Basic Formula: Pie Crust

Baking intimidates many people because they think they will mess up their dough if they measure an ingredient incorrectly. This fear is unnecessary. Take a deep breath, remind yourself of all the grandmothers in the world who have eyeballed their homemade cookies for years, and give it a shot. Pie crusts can come in very handy when you want to make a dish that will last more than one meal. Use this crust for sweet or savory foods–it will work either way.

Basic Formula
Flour + Salt + Cold Fat + Ice Water = Pie Crust

Small drinking glass

Large mixing bowl

Rubber spatula (wooden spoon will work if no spatula)

1-cup measure

1/2-teaspoon measure

Pastry blender or food processor (or fork, if you don’t own either of the other options)


Empty counter space, clean enough to eat off of

Rolling pin

[You’ll also need an oven, eventually, but that part falls beyond the scope of this post.]


Basic Steps

1. Put some water into the freezer to chill. The key to a good pie crust is to keep the fat cold. You can increase your odds by chilling the water before you even start making the dough. Half a glass should be enough.

2. Mix flour with salt. The Joy of Cooking recipe, which is my go-to, calls for 2 1/2 cups flour and 1 1/4 teaspoon salt for a double crust pie. So if you only need the bottom crust, use 1 1/4 cups flour and a little more than 1/2 teaspoon salt.
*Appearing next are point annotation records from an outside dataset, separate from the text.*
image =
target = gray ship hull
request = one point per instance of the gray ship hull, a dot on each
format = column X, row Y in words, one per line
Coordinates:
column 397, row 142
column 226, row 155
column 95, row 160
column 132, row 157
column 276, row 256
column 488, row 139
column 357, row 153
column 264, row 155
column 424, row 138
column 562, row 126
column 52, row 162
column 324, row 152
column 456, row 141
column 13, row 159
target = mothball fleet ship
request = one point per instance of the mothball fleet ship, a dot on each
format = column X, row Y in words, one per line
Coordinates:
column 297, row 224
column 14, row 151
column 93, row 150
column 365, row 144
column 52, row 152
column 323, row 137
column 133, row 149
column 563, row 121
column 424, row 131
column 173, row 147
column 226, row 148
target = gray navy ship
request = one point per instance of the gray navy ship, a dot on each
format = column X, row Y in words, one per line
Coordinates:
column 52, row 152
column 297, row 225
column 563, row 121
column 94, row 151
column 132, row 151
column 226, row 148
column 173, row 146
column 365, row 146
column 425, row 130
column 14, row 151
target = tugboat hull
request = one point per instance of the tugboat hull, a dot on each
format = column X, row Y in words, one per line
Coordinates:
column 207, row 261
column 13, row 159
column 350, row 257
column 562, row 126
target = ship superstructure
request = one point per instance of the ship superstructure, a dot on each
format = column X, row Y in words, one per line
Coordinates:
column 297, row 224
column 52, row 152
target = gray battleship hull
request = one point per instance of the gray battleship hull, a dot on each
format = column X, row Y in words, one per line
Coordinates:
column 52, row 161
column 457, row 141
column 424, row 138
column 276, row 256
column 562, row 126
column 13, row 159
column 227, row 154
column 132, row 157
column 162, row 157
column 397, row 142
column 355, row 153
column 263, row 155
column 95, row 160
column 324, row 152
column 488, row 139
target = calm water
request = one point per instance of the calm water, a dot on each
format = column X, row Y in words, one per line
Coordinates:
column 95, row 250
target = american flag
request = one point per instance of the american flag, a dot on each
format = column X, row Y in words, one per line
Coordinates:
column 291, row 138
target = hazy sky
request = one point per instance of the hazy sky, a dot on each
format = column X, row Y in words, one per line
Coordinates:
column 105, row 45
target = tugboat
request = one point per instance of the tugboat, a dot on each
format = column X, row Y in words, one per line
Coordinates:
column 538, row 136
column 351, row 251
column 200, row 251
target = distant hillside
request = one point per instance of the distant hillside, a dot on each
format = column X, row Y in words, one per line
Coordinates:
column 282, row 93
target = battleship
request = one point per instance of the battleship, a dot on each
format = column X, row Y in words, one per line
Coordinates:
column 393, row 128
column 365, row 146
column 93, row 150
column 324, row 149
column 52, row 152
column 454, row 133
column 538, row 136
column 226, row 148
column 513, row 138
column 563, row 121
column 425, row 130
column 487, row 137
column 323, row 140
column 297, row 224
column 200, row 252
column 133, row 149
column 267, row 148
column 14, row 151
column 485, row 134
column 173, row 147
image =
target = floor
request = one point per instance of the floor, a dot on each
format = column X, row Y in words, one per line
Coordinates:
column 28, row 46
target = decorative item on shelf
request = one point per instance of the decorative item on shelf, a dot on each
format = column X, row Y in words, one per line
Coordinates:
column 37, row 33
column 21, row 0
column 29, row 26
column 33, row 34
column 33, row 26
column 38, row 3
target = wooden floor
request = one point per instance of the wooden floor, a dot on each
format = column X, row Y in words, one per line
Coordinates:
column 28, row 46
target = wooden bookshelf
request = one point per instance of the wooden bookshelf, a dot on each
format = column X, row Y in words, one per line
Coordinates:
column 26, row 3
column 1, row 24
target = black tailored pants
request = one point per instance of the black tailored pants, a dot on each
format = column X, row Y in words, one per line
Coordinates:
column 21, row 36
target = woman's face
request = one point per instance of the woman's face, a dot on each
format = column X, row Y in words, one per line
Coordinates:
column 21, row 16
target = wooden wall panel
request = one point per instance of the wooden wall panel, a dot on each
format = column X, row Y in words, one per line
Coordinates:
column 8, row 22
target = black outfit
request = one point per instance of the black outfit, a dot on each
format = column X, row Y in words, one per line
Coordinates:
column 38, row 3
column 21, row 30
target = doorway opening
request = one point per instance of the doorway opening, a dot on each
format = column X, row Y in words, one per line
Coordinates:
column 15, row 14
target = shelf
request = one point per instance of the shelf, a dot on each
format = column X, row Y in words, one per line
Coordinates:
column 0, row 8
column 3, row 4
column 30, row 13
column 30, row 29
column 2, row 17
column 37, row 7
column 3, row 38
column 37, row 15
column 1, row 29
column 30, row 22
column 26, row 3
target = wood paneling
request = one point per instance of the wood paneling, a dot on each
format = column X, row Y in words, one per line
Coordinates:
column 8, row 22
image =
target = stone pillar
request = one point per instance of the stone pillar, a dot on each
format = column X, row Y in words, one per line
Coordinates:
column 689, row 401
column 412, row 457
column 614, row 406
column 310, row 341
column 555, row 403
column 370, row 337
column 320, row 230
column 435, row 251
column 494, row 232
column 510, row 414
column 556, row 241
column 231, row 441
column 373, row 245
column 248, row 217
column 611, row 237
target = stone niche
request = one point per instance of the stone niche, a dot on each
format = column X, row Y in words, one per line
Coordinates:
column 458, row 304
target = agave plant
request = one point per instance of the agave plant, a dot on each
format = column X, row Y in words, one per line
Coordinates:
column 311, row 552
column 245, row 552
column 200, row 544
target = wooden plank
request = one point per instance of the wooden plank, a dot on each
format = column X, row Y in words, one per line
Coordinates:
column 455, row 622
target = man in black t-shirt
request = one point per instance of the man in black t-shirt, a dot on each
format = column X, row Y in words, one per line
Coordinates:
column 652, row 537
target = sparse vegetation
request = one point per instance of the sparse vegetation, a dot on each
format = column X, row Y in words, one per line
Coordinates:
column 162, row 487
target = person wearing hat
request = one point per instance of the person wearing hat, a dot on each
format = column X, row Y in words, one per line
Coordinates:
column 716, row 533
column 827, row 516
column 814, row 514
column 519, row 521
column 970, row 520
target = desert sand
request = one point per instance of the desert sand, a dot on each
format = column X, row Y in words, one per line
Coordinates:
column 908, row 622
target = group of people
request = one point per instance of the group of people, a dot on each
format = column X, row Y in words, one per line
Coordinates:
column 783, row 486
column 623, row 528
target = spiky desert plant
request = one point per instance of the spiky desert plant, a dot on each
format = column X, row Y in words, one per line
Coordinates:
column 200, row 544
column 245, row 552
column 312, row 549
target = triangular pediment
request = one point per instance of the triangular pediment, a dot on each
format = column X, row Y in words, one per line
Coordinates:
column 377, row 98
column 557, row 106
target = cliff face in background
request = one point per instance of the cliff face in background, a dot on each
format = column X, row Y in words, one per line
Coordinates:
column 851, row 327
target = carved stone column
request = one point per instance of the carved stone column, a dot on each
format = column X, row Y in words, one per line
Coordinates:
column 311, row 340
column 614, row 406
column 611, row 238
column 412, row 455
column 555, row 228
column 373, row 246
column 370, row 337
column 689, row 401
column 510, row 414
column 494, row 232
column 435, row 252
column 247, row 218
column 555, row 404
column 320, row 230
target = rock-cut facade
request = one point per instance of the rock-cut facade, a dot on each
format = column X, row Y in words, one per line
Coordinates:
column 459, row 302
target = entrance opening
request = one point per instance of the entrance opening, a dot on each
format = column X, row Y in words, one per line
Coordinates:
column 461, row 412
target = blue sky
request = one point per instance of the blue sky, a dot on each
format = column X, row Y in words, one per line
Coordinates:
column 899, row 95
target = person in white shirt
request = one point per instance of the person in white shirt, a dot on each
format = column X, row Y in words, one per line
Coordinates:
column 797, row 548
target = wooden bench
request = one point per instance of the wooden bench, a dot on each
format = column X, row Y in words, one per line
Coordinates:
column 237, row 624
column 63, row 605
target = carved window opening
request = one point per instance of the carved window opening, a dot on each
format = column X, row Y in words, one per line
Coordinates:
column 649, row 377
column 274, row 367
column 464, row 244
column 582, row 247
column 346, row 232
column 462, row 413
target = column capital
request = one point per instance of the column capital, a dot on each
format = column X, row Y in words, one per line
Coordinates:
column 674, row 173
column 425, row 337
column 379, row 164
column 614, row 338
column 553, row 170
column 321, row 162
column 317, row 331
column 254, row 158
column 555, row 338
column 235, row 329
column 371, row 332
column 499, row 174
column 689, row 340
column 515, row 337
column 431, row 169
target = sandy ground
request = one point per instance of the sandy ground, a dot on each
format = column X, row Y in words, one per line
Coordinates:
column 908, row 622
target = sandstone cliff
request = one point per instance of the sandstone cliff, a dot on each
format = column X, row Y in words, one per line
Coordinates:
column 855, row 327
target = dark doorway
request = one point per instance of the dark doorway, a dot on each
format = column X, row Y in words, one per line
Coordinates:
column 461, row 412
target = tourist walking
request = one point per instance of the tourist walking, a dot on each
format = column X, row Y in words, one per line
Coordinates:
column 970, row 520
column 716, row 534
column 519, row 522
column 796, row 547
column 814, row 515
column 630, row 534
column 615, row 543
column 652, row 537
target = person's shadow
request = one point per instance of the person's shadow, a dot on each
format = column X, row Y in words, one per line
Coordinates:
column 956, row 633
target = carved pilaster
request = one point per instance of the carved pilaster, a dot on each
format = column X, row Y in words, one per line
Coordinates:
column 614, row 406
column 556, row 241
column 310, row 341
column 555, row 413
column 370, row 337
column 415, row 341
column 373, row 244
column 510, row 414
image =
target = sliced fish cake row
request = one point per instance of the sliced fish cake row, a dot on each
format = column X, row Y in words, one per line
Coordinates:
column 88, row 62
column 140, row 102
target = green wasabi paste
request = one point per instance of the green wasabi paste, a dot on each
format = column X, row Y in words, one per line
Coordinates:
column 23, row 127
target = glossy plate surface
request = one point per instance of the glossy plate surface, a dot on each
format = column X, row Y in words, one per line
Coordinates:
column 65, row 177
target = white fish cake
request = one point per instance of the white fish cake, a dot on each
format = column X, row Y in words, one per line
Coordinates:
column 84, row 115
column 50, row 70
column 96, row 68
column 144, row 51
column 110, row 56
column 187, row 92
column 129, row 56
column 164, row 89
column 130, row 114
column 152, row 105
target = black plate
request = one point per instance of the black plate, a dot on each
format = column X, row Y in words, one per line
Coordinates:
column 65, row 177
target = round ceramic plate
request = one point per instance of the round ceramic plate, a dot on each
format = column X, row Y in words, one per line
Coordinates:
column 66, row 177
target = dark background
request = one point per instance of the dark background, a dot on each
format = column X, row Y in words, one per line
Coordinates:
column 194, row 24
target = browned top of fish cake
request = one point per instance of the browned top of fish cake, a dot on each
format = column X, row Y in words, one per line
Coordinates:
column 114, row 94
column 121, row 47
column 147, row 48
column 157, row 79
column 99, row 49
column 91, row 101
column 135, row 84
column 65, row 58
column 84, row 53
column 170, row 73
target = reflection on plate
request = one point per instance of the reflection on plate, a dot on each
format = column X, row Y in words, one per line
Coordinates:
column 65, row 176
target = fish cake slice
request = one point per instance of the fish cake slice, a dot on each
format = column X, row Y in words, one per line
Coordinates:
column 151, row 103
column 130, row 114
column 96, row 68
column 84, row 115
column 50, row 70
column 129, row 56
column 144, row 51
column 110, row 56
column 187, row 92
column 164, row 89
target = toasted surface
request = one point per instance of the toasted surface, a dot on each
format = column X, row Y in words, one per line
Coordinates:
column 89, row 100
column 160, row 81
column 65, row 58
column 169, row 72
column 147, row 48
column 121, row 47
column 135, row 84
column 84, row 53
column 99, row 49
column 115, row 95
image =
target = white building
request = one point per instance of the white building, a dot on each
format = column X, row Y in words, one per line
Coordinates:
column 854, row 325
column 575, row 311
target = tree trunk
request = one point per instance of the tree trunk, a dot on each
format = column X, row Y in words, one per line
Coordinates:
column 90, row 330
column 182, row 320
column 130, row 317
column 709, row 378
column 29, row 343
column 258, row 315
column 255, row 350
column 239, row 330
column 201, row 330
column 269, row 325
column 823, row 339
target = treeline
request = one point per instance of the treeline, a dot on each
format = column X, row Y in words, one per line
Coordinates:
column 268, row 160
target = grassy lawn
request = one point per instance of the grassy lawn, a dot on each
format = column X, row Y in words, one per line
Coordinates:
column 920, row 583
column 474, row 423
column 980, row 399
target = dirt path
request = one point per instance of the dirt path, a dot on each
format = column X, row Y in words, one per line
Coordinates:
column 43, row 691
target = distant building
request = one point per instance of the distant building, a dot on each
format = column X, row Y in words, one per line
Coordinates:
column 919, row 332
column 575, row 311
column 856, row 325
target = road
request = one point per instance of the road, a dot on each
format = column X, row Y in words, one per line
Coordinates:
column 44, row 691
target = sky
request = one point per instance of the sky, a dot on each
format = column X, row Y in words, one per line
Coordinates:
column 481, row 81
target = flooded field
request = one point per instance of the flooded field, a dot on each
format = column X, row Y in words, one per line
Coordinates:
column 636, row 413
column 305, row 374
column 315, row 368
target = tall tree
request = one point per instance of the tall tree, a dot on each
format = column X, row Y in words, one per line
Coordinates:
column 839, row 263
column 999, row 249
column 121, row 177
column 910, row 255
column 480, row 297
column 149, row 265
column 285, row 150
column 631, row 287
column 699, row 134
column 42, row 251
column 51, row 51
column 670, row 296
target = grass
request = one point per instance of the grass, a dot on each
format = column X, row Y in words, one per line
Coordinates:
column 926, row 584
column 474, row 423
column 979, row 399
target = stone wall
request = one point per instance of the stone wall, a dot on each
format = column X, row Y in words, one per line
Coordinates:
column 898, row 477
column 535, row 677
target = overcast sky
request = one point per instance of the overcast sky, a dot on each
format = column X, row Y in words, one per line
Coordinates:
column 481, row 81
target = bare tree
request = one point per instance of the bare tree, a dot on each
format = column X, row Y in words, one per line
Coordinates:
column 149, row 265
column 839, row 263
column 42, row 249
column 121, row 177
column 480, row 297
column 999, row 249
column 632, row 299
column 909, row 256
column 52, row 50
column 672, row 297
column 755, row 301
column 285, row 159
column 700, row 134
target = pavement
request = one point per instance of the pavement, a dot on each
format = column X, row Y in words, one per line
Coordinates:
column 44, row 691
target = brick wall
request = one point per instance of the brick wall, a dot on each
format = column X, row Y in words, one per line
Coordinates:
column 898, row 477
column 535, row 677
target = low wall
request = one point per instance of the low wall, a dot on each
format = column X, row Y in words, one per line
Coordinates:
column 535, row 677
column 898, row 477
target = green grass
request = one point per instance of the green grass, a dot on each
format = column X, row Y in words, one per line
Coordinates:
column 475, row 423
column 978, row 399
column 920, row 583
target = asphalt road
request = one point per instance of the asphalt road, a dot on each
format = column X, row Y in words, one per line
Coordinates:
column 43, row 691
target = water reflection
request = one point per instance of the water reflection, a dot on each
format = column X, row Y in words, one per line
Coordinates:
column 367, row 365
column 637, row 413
I’ve also used rye flour or spelt flour in place of half the all-purpose, which yielded great results. (That idea comes from this book.)

3. Blend cold fat into flour mixture. The fat can be lard, butter, or shortening, but it needs to be cold. Blending means you want to chop at the fat until it breaks into pieces and those pieces get dusted with flour. (I use a pastry blender, but you can also use a food processor or fork.) Keep at it until the biggest chunks are the size of peas. You don’t need or want uniformity; the larger pieces will melt while baking which will create flakiness in the crust. Go with 4–5 tablespoons of fat if making a single crust; 8–9 tablespoons if double. (I’ve seen this variable change from recipe to recipe.)

4. Add ice water until the dough comes together in a ball. Most recipes suggest six tablespoons of water, but I find that the amount varies according to the type and quality of my flour. I prefer to add a small amount of water from my pre-chilled glass, mix it in, and repeat with tiny amounts until I can pat the dough into a ball.

5. Roll out dough on a lightly floured surface. It helps to mush the dough from a ball to a circle before rolling–this encourages it to maintain a round shape as you roll. If your dough sticks to the countertop or the rolling pin, sprinkle the surface with flour and/or flip the dough over. Keep rolling and adding flour as necessary until the dough is about 1/4 inch thick and 9–10 inches in diameter.


Additional Notes: If using right away, gently drape the dough over a greased 9-inch pie pan and guide it so that it molds along the bottom and sides of the pan. Trim any excess around the edges and use this extra to patch any tears. If you aren’t planning to use the crust immediately, you can fold it and store it in the fridge. You may have to roll it out again because it can tear after chilling, but this is okay.